- Leader: Femi Claudius Cole
- Founder: Femi Claudius Cole
- Founded: 2017
- Headquarters: 4 Pademba Road, Freetown, Sierra Leone
- Ideology: African nationalism African socialism
- Political position: Centre-left to left-wing
- Colors: Light Blue
- Seats in Parliament: 0 / 132
- District Councils Chairperson: 0 / 13
- Municipalities Mayors: 0 / 6

Website
- Official Website

= Unity Party (Sierra Leone) =

The Unity Party is a political party in Sierra Leone. It was founded on 25 October 2017 by Femi Claudius Cole.

It is the first political party founded by a woman in the history of Sierra Leone.

==History==
The party has offices in Bo, Kenema, and Makeni.

In partnership with the West End Clinic, she established the Unity Movement Sierra Leone, a voter outreach initiative that used mobile medical outreach programmes to treat malaria, hypertension, diabetes, and other illnesses. The initiative included town meetings in marginalized communities.

==Ideology==
The aim of the Unity Party is to bring Sierra Leoneans of all ethnic groups together in a common effort to improve the country. The party's main focus is education, health, job creation and increased international trade.

The aims of the Unity Party are:

1. A unified and multiethnic Sierra Leone.
2. A strategic outline for achieving growth and development.
3. Transparency, accountability, and integrity.
4. A smaller, focused, and more efficient government.
5. Commitment to minimize and as much as possible, to eliminate corruption.
6. Basic education, free and accessible to all.
7. A healthcare system designed to address the needs and challenges of life in Sierra Leone.
8. Investment and promotion of agriculture to achieve self-sufficiency in food production.

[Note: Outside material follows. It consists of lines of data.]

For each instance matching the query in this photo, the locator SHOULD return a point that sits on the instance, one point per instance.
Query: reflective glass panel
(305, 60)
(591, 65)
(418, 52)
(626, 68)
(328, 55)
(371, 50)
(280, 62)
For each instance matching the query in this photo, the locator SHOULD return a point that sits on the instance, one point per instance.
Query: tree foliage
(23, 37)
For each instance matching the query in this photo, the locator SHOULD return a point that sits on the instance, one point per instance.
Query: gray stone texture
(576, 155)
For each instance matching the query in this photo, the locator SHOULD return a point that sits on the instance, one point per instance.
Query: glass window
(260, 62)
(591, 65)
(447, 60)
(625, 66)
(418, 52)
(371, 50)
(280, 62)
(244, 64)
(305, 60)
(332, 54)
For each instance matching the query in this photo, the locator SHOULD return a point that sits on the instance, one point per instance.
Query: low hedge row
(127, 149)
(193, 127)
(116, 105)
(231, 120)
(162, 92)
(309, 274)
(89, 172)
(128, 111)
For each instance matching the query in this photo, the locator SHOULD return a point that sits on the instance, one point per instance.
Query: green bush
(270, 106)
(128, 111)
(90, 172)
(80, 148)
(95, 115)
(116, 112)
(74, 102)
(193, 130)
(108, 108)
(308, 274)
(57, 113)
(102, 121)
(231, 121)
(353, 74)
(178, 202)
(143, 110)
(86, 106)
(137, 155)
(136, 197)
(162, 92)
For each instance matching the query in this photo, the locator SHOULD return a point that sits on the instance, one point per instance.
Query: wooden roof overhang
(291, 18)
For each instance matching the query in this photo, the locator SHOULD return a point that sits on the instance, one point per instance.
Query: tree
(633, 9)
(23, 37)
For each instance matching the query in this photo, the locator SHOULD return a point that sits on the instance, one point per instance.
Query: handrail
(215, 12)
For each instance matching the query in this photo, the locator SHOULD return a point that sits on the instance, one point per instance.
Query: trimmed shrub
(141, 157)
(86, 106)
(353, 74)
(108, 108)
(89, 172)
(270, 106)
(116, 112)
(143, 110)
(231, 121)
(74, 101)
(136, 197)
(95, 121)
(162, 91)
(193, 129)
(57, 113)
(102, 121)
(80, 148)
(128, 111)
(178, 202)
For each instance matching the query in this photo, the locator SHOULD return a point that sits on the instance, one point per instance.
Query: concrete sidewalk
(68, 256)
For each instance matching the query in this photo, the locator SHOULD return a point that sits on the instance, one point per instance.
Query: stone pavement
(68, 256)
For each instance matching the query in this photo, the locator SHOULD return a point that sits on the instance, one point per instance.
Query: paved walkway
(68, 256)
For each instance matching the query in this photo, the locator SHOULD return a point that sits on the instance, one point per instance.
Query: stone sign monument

==Recent electoral history==
The Unity Party participated in the 2018 General Election. So far the Unity Party does not hold any electoral seats.

===In presidential elections===
Cole began her presidential campaign before the party was officially registered in October 2017.

Cole stood as a candidate in the Sierra Leonean general election, 2018. She was the only female presidential candidate in the election and the first woman in history to run for the office of President of Sierra Leone.

Cole received the endorsements of Isata Jabbie Kabbah, the former First Lady of Sierra Leone and Dr.Nemata Majeks Walker, founder of the 50/50 Sierra Leone Group.

The Unity Party won 0.2% of the vote in the 2018 General Election.